The user raises an ethically pointed concern about Anthropic's stated or implied policy around chargebacks, arguing that threatening account termination as a response to a legitimate payment dispute — particularly when the company's own support system is failing — is coercive. This criticism carries particular weight given that the user explicitly states they have not yet initiated a chargeback, meaning the concern is preemptive and based on known policy language rather than a reactive grievance. The framing of potential legal action through India's consumer forum points to the real-world legal exposure companies face when subscription service failures intersect with consumer protection frameworks in markets outside the United States.

This incident reflects a broader and increasingly documented tension in the AI subscription economy, where companies like Anthropic are rapidly scaling consumer-facing paid tiers — including high-cost offerings like the $100/month Max Plan — without proportionately scaling the customer support infrastructure necessary to handle billing edge cases, system glitches, or access failures. As Claude and similar AI tools become embedded in professional workflows involving legal, financial, or client-facing deliverables, service disruptions carry consequences that extend well beyond inconvenience. The gap between enterprise-grade reliance and consumer-grade support creates compounding reputational and legal risk for AI providers operating at scale.

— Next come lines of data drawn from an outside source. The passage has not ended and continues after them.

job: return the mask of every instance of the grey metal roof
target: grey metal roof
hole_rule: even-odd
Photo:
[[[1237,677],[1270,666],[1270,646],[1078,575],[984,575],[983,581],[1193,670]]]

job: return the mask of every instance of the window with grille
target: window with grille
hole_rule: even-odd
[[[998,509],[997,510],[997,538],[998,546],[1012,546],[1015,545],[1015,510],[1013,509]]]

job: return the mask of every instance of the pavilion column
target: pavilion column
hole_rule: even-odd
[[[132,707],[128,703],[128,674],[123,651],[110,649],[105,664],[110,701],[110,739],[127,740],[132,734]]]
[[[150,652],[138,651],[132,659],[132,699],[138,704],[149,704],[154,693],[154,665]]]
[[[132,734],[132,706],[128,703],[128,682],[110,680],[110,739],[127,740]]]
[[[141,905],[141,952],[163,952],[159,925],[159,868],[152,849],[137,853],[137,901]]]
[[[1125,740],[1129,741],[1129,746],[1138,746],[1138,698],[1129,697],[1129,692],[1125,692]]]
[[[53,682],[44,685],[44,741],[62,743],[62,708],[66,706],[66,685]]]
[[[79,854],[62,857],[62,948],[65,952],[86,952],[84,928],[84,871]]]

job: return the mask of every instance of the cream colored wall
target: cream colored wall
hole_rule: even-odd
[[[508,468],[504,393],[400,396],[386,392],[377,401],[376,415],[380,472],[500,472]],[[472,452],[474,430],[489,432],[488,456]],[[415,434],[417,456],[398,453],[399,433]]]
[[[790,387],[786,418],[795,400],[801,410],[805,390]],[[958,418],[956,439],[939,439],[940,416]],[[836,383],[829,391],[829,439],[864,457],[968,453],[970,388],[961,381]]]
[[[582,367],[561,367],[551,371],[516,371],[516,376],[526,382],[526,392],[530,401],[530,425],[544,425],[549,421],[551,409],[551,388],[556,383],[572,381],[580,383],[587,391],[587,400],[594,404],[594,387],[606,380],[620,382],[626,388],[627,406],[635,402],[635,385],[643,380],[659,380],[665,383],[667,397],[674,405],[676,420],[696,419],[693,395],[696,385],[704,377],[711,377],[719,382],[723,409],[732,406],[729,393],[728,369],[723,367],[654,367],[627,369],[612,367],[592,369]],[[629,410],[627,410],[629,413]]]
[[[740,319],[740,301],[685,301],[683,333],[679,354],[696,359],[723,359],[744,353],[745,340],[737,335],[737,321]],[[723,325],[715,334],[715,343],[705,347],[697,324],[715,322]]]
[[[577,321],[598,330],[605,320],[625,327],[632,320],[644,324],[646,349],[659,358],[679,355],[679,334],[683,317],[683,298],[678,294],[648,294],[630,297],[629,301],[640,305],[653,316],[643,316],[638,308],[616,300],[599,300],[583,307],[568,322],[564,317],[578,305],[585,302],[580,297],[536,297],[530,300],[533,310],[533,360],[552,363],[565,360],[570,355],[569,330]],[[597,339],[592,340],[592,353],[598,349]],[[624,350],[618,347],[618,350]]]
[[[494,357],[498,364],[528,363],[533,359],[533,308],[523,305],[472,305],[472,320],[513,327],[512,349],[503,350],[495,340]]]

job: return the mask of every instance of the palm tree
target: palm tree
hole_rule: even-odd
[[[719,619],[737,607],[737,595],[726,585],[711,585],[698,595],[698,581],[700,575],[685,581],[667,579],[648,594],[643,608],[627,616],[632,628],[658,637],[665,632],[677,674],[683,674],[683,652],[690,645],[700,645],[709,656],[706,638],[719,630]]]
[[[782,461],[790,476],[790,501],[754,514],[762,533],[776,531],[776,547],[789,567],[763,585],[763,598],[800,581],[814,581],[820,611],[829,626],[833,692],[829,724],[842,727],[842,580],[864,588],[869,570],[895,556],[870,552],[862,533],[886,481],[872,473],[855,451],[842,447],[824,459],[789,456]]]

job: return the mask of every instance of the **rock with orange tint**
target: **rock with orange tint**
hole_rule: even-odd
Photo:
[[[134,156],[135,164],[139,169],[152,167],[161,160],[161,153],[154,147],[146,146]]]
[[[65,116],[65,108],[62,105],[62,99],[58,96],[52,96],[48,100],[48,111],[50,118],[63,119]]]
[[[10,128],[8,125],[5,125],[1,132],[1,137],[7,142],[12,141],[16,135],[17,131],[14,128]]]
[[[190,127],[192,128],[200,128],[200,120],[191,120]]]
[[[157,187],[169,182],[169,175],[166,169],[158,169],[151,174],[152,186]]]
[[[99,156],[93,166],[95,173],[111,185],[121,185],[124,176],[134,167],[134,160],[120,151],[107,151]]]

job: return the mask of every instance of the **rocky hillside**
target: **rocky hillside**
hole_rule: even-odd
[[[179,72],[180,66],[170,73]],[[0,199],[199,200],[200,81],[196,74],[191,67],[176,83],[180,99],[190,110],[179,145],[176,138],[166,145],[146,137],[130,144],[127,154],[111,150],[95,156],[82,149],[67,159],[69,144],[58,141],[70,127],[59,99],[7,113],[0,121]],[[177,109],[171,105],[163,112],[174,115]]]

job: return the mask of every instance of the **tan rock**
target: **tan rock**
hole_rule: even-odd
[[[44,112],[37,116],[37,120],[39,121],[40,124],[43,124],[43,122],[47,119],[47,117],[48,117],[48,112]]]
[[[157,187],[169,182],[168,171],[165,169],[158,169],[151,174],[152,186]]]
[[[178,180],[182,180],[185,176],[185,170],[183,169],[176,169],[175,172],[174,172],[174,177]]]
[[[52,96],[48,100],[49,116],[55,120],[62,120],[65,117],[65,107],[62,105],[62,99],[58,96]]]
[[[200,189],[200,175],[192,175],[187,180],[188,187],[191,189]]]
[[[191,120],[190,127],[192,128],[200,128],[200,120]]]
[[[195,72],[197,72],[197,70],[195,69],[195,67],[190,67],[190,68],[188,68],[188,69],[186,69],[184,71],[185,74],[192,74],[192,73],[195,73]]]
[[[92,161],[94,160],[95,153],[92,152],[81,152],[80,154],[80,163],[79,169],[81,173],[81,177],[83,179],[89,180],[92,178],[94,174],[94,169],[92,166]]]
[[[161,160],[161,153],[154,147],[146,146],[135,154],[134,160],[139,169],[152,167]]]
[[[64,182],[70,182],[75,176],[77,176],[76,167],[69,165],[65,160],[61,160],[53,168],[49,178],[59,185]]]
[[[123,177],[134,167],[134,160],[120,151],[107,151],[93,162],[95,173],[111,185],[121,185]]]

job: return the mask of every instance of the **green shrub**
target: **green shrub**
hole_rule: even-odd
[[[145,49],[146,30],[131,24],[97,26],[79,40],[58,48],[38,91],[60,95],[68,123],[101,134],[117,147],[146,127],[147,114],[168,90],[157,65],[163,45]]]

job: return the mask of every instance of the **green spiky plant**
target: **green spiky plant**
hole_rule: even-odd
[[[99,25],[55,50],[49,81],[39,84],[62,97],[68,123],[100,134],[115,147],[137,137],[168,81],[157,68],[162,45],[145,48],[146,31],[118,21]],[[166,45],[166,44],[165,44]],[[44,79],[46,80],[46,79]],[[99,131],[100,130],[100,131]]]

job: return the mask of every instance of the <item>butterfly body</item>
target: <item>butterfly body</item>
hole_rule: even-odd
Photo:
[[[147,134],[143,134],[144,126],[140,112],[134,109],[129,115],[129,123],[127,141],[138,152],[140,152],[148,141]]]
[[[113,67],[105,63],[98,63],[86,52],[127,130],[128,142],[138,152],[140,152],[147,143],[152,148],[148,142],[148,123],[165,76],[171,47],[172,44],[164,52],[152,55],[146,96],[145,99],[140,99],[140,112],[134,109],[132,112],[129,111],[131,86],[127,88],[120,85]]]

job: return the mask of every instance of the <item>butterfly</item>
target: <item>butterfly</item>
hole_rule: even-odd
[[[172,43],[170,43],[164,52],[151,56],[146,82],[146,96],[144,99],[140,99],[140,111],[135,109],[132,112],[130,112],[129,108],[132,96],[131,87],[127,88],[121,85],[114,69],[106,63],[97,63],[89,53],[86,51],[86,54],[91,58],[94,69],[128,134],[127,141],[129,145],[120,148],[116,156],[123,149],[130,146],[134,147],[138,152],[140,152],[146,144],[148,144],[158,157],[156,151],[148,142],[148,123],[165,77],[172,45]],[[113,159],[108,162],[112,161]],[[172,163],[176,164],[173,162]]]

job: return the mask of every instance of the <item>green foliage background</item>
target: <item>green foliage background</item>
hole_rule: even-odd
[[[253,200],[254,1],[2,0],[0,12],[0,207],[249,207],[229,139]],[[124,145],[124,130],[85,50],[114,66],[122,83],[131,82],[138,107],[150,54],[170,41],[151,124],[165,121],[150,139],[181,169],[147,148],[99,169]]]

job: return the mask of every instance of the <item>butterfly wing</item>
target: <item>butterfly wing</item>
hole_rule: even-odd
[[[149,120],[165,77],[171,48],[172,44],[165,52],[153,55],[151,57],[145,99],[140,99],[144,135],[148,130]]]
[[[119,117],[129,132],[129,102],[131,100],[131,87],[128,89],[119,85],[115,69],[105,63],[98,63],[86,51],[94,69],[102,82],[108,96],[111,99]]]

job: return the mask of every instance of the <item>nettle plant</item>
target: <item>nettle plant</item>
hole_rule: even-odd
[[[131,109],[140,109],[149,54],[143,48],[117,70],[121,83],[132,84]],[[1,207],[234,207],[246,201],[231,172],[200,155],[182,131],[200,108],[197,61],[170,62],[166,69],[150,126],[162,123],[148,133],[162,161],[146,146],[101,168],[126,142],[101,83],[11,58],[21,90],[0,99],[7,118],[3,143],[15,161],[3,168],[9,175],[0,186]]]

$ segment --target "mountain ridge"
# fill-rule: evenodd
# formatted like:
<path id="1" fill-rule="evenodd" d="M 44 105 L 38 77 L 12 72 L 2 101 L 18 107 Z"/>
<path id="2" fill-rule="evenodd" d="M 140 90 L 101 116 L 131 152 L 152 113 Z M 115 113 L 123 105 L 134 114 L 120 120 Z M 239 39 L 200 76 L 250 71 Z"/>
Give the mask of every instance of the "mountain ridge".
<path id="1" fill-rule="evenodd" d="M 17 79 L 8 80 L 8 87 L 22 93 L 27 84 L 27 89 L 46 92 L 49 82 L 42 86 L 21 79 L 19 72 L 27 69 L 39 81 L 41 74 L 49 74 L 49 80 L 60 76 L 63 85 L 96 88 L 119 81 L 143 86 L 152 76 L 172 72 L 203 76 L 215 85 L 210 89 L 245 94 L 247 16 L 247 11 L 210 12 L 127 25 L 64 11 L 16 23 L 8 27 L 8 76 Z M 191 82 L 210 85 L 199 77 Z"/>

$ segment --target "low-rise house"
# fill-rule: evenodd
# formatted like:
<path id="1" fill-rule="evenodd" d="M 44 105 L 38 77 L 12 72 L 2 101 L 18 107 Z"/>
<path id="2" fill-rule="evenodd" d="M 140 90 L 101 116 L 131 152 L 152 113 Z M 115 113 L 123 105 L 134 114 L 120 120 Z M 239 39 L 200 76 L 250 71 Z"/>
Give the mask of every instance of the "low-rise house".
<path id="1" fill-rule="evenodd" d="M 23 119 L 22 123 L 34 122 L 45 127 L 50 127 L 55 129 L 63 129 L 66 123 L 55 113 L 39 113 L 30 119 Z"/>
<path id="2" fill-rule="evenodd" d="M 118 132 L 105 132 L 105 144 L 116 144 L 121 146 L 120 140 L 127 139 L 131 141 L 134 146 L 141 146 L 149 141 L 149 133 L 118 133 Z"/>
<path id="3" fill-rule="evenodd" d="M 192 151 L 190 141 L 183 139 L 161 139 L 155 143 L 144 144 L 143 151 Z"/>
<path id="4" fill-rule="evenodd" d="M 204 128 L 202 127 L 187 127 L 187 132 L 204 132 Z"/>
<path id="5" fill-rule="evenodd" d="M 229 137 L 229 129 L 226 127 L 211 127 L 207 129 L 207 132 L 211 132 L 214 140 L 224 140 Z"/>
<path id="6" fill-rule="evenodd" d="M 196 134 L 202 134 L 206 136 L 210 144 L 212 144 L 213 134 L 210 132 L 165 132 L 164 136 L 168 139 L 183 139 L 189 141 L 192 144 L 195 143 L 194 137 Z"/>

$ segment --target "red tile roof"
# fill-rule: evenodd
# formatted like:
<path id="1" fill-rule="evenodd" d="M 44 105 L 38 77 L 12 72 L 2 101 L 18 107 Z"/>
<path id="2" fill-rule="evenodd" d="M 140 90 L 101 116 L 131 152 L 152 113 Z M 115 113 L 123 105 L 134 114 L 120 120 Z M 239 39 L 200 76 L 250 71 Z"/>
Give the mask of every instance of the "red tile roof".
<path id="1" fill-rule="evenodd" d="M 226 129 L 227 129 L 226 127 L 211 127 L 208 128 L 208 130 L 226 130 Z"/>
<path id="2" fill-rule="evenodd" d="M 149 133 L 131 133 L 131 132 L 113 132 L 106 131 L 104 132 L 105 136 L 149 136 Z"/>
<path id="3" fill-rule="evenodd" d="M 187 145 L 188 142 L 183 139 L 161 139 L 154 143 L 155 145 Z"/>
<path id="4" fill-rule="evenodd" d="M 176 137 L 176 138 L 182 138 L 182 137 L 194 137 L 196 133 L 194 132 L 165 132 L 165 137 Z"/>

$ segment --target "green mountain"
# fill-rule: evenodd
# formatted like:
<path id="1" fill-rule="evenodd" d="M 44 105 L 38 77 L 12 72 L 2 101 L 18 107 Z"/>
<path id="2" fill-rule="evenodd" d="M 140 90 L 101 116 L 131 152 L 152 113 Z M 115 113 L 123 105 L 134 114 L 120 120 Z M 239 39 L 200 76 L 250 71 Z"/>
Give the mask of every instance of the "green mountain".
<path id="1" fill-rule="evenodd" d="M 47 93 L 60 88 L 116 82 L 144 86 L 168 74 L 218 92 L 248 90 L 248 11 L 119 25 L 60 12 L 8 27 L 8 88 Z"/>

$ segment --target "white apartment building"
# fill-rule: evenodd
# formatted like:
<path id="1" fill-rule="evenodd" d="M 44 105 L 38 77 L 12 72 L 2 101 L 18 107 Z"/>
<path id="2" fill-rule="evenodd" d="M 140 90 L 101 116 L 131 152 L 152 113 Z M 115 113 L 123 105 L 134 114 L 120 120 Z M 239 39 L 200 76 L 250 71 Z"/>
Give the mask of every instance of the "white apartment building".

The post also surfaces a structural challenge specific to AI platform subscription models: unlike traditional SaaS products where a billing failure might merely limit feature access, Claude's premium tiers gate not only usage limits but also stored project environments and collaborative workspaces. When access is lost, so is the continuity of ongoing work, making restoration time-sensitive in ways that generic support ticket queues are poorly designed to accommodate. For Anthropic to sustain its positioning as a trusted, professional-grade AI provider, this class of support failure — billing-induced access loss with no expedient resolution path — represents a significant operational vulnerability that will need structural attention as its subscriber base continues to grow globally.